Remove cap tricks, use address comparison for subslice offset

Replace cap(parent) - cap(subslice) with a straightforward scan that compares element addresses: &data[i] == &subslice[0]. This is well-defined Go pointer comparison on elements of the same backing array, with no dependency on capacity semantics, reflect, or unsafe. The scan is O(n) but only runs on error paths, and TOML documents are small per the project's design constraints. Also remove the Offset field from ParserError and the setErrOffset machinery — the offset is computed at the point of consumption (wrapDecodeError, Parser.Range) rather than cached on the error.
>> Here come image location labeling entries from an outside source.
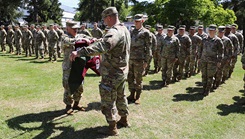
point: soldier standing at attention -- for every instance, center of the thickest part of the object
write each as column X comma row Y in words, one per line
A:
column 184, row 54
column 97, row 32
column 115, row 48
column 27, row 38
column 52, row 43
column 83, row 30
column 39, row 42
column 170, row 46
column 210, row 55
column 156, row 53
column 236, row 47
column 10, row 38
column 140, row 55
column 196, row 42
column 18, row 39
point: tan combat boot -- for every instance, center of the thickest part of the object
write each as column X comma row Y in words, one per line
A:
column 111, row 130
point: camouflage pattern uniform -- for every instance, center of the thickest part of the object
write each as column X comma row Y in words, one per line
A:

Co-authored-by: Thomas Pelletier <thomas@pelletier.dev>
2026-04-12 18:17:55 +00:00
parent 96ac48eb74
commit 19174a4293
5 changed files with 31 additions and 82 deletions
@@ -99,7 +99,7 @@ func (e *DecodeError) Key() Key {
 //
 //nolint:funlen
 func wrapDecodeError(document []byte, de *unstable.ParserError) *DecodeError {
-	offset := cap(document) - cap(de.Highlight)
+	offset := subsliceOffset(document, de.Highlight)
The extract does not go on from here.